As one who longs to see a peaceful coexistence along the Great Hipster Silk Route, I was dismayed to read this. Certainly intentionally scandalizing your neighbors is no way to live in harmony with them. My only hope is that this is an isolated incident. Perhaps this particular woman is simply a Semitic exhibitionist who derives a perverse thrill from being watched by Hasidim, and she's hoping that the guy with the conversion and the straight handlebar shares her proclivities. Assuming this is the case and they do connect, they can then place another Craigslist ad seeking a minyan to observe their lovemaking. And maybe--just maybe-- such a fetish will allow the "hipsters" and the Hasidim live happily together after all.

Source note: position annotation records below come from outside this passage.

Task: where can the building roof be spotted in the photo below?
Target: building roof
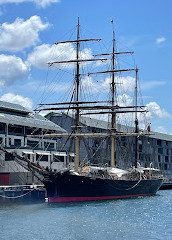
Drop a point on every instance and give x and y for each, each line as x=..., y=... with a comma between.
x=96, y=123
x=13, y=107
x=29, y=119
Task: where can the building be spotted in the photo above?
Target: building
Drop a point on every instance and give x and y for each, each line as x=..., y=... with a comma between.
x=16, y=124
x=154, y=150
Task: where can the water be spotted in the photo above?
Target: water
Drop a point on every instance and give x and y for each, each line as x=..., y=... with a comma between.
x=133, y=219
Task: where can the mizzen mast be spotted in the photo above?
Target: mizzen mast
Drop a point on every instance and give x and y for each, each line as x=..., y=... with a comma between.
x=136, y=121
x=113, y=121
x=77, y=81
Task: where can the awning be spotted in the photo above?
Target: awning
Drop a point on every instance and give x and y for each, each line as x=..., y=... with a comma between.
x=43, y=153
x=28, y=152
x=60, y=154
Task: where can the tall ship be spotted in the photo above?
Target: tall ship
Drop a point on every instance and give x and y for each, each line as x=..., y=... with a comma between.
x=85, y=181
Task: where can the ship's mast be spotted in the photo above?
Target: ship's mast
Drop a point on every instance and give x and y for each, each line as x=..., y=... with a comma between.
x=136, y=121
x=113, y=121
x=77, y=77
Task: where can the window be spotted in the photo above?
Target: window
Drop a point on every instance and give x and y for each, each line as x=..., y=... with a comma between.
x=159, y=158
x=15, y=129
x=165, y=166
x=58, y=158
x=71, y=159
x=140, y=148
x=48, y=145
x=1, y=140
x=2, y=127
x=9, y=157
x=43, y=158
x=33, y=144
x=160, y=150
x=17, y=142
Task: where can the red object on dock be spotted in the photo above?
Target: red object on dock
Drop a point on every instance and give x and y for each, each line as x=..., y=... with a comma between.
x=4, y=178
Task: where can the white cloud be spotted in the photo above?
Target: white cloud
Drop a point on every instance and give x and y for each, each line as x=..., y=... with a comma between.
x=124, y=84
x=161, y=129
x=160, y=40
x=155, y=111
x=41, y=3
x=49, y=53
x=21, y=34
x=12, y=68
x=18, y=99
x=152, y=84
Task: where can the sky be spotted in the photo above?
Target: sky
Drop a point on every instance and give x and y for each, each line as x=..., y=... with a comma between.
x=28, y=29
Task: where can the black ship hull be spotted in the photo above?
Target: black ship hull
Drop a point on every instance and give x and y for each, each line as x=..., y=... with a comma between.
x=72, y=188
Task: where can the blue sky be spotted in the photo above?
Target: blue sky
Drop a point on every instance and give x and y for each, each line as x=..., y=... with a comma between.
x=29, y=27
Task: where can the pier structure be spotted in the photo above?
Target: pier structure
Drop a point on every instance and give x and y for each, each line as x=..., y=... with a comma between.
x=154, y=150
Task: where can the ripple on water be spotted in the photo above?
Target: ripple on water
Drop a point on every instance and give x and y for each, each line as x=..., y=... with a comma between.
x=139, y=218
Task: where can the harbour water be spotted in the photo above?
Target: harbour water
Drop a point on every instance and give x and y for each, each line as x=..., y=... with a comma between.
x=133, y=219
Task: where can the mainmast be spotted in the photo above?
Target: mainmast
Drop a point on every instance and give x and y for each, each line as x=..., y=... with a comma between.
x=113, y=121
x=77, y=77
x=136, y=122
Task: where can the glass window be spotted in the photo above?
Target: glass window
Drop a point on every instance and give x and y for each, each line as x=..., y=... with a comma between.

I also hope that things have gotten better over in London. A reader recently forwarded me this article from his archives, which despite being a year or so old is still relevant today:


If you're anything like me, you're simultaneously shocked that a cyclist could be capable of such brutality and dismayed that there's no video of what doubtless must have been a highly entertaining and comical interaction.

Lastly, you may recall that not too long ago I was somewhat critical of a marketing video for the Oso Bike. Well, I'm pleased to report that Oso Bike owner Shane Stock has just informed me he's produced a new version:



I'm sure you'll agree that, with its high-energy techno soundtrack, Stock has finally managed to capture the spirit and excitement of his famous backyard Bacchanalia. You simply haven't experienced gender-bending and Semitic exhibitionism until you've been to Shane Stock's house.